APS and the Residential Utility Consumer Office (RUCO) jointly filed a settlement that, if approved, would require APS to evaluate storage, efficiency, renewables and demand response as a potential alternative to building or upgrading conventional power plants between 2015 and 2021.
The settlement would also ensure that APS considers storage as a companion or a replacement for natural gas peaking plants over the same time period.
In addition to considering alternatives to conventional peaking units, APS would seek competitive bids for storage projects worth 10 megawatt-hours by the end of 2018. An independent monitor would examine the bids for both peaking resources and conventional generation in order to make recommendations on the most cost effective solutions for ratepayers.
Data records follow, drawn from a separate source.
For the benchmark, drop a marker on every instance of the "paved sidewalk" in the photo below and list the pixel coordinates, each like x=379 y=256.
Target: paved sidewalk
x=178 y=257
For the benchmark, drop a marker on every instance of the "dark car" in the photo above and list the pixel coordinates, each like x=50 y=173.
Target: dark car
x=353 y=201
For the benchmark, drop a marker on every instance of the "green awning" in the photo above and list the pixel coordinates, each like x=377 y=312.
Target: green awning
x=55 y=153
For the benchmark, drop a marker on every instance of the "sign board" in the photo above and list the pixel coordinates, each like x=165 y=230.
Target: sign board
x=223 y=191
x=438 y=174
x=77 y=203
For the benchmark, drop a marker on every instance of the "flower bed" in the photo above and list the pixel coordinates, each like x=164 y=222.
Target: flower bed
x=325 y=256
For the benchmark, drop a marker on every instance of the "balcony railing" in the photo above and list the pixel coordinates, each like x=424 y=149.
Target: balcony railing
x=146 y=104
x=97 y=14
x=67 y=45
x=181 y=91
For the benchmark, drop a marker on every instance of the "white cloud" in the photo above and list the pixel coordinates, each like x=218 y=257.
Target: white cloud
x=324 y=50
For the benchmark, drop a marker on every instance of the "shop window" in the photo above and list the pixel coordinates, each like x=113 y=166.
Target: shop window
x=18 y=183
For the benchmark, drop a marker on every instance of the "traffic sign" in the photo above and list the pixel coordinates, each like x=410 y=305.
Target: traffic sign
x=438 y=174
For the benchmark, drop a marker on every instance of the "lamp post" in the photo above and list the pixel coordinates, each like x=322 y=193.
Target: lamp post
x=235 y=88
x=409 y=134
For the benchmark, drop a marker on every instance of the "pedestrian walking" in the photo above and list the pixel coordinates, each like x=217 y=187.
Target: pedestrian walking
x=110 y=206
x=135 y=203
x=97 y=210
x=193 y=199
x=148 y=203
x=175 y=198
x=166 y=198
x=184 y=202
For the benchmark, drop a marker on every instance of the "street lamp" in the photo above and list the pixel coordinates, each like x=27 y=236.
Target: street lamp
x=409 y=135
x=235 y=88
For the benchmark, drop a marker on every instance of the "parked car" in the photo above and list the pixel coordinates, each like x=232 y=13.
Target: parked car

Regulators at the Arizona Corporation Commission must review the settlement and will likely vote on it in October.
The plan comes as regulators review a plan by APS to develop 20 megawatts of rooftop solar systems through 2015. The state has also been grappling with whether to change net metering policy. Last November, in a compromise brokered by RUCO, regulators agreed to impose a $0.70 per kilowatt charge on those taking advantage of net metering in order to offset fixed grid costs — a fee far lower than the $8.00 per kilowatt proposed by APS.
Although the debate over distributed solar is not fully settled in Arizona, this latest compromise opens up many new opportunities for competitive alternatives to conventional fossil fuels. And in this case, APS is fully on board.